State Space Approaches for Modeling Activities in Video Streams
Publication or External Link
The objective is to discern events and behavior in activities using video sequences, which conform to common human experience. It has several applications such as recognition, temporal segmentation, video indexing and anomaly detection. Activity modeling offers compelling challenges to computational vision systems at several levels ranging from low-level vision tasks for detection and segmentation to high-level models for extracting perceptually salient information. With a focus on the latter, the following approaches are presented: event detection in discrete state space, epitomic representation in continuous state space, temporal segmentation using mixed state models, key frame detection using antieigenvalues and spatio-temporal activity volumes.

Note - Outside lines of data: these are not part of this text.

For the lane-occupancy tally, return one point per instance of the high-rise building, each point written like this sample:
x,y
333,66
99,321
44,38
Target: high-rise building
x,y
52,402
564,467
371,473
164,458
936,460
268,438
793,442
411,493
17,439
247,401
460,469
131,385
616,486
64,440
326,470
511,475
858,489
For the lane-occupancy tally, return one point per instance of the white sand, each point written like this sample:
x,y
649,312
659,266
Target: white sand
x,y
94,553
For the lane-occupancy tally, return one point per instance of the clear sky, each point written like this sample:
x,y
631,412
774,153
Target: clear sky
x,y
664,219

Significant changes in motion properties are said to be events. We present an event probability sequence representation in which the probability of event occurrence is computed using stable changes at the state level of the discrete state hidden Markov model that generates the observed trajectories. Reliance on a trained model however, can be a limitation. A data-driven antieigenvalue-based approach is proposed for detecting changes. Antieigenvalues are sensitive to turnings whereas eigenvalues capture directions of maximum variance in the data. In both these approaches, events are assumed to be instantaneous quantities. This is relaxed using an epitomic representation in continuous state space.

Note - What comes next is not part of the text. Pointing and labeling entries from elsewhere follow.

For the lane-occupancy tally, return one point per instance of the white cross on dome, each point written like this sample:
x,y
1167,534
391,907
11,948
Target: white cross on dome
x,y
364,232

Video sequences are segmented using a sliding window within which the dynamics of each object is assumed to be linear. The system matrix, initial state value and the input signal statistics are said to form an epitome. The system matrices are decomposed using the Iwasawa matrix decomposition to isolate the effect of rotation, scaling and projection of the state vector. It is used to compute physically meaningful distances between epitomes. Epitomes reveal dominant primitives of activities that have an abstracted interpretation. A mixed state approach for activities is presented in which higher-level primitives of behavior is encoded in the discrete state component and observed dynamics in the continuous state component. The effectiveness of mixed state models is demonstrated using temporal segmentation. In addition to motion trajectories, the volume carved out in an xyt cube by a moving object is characterized using Morse functions.